満員電車に揺られ、人工的に作られた、自然とは無縁の世界で、当たり前のように生きる。

自分が使っているモノ、食べているモノ、依存しているモノの起源を知らず、いつから人間はこんなにも機械的に生きるようになってしまったんだろうか。

ORIYAMAKEから空港に向かう帰りの車の中で、そんなことを考えていた。

"鶏をはやす"

ここの地域の人は「鶏を絞める」ことを「鶏を生やす」というらしい。動物の命を頂戴することは、生きていく上で自然の摂理で、避けられないこと。だからこそ、命を頂く感謝の意も込めて、あえて「生やす」という言葉を使うらしい。

小娘の希望で、今回は秋田名物の比内地鶏を自分たちで生やし、比内地鶏のきりたんぽ鍋を作った。この地域では、来客への最上級のおもてなしとして、来客が来る前に鶏を生やし、その生やした鶏を使った料理を振る舞う文化があるんだとか。

今回は私たちゲスト側が体験アクティビティとして、鶏を生やした。自らの手で、生きている動物の命を頂戴するということが初めてだった小娘。重い空気が漂った。鶏の足をくくり、動けないようにした後、雌鶏の命を頂戴した。

最初は自分でやろうと心に決めていたけど、鶏の顔を正面から見た時に身体が動かなくなった。結局友人と2人でおこなう形になったのだが、ほとんど自分は何もできなかった。

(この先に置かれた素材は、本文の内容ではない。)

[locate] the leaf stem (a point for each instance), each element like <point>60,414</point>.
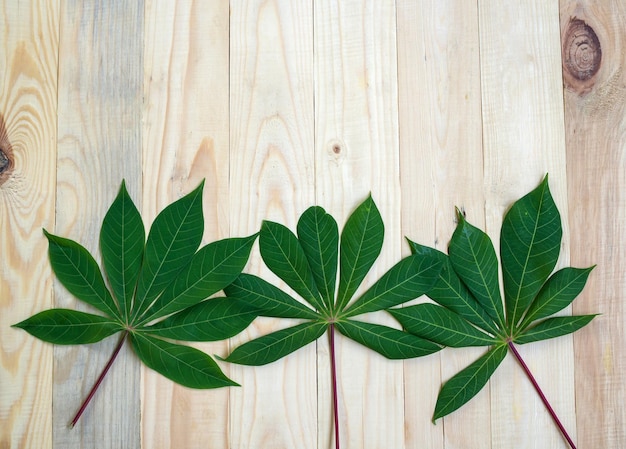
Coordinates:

自分が日々頂く全ての食べ物は、誰かがこうして生き物の命を頂戴している。当たり前のことを、しっかりと当たり前のこととして認識できるている人は、そんなに多くない。小娘も以前はそうだった。

命を頂いた後の鶏の体はまだ温かくて、柔らかくて、生きていた証に包まれていた。その温かさが、また自分がこの鶏を生やした事実であり、罪悪感と感謝とが入り混ざり、複雑な気持ちにさせた。その後、体が冷たくなる前に脱羽をしなくてはならず、その複雑な気持ちをかき消すかのように無心になって、羽を抜いた。

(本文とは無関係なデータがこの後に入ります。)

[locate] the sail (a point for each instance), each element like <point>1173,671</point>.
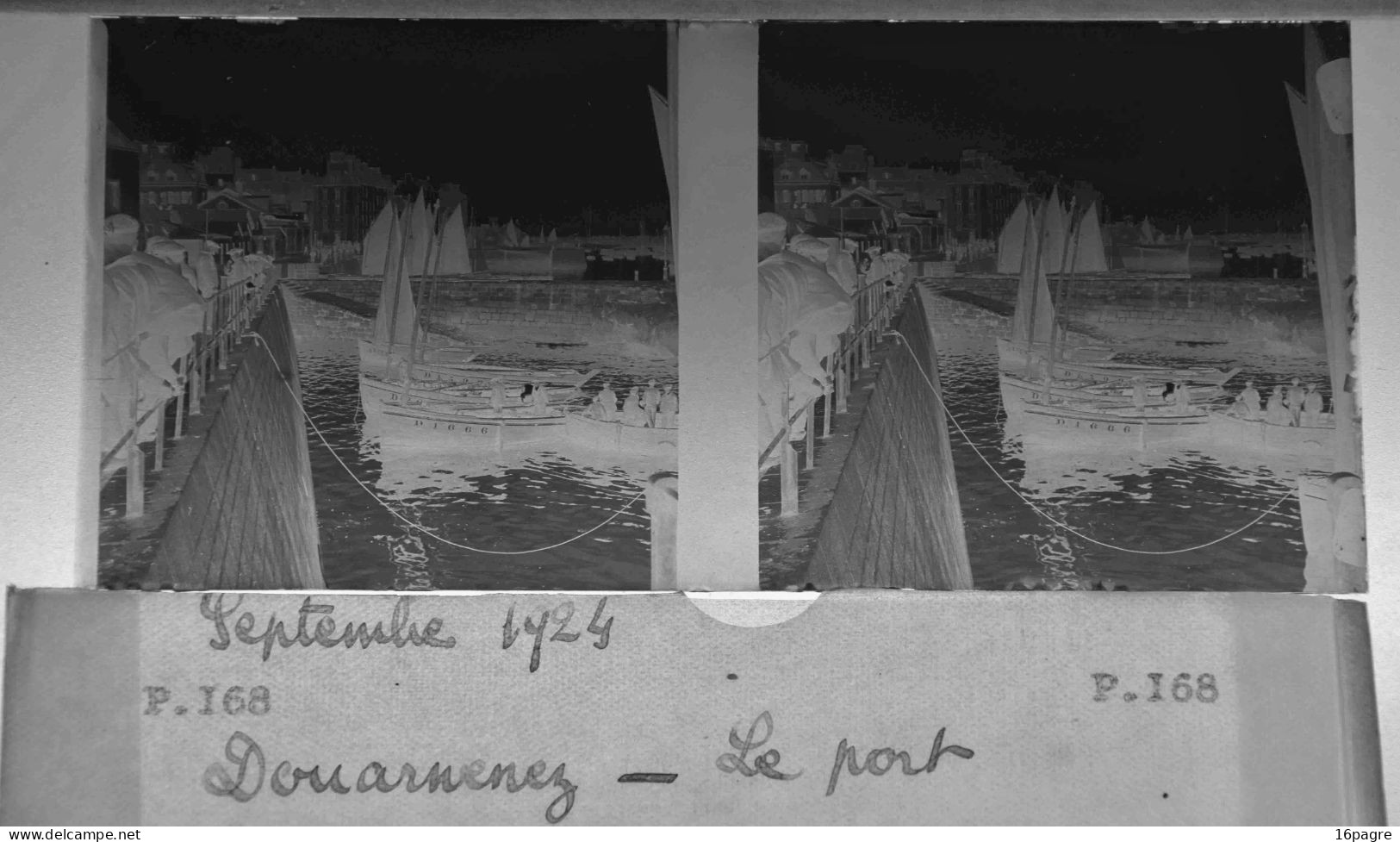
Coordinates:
<point>452,257</point>
<point>394,321</point>
<point>1035,313</point>
<point>1328,168</point>
<point>1147,233</point>
<point>1011,243</point>
<point>1056,234</point>
<point>1088,254</point>
<point>420,239</point>
<point>376,241</point>
<point>661,112</point>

その後、脱羽しきれなかった産毛を藁を焚いた火にかけて燃やした。常に鶏の体を持っての作業だったが、包丁を入れるまで、鶏の体は温かかった。

その後各部位に捌いていき、よくスーパーで見るような鶏肉となった。捌く中で、手が血で染まった。全て終わる頃には2〜3時間が経過していた。

動物特有のきつい臭みはほとんどなかったのだが、自分の手は、鶏の臭いが残っていた。不思議なのは、その臭いを嗅いでも嫌な気分にならなかったこと。むしろ、ふとした時に、手に鼻をつけ、何かを抱きしめたくなるような自分がいた。今回頂いた命は、私の一部となって生きる。だから、私はこの与えられた自分の命を大切に、これからも生きていきたい。

誤解されるマタギ文化

この地域は狩猟文化が残る。最近はアニマルライツを訴えたり、ベジタリアンやビーガン文化が流行り、狩猟文化は批難の的になったりするらしい。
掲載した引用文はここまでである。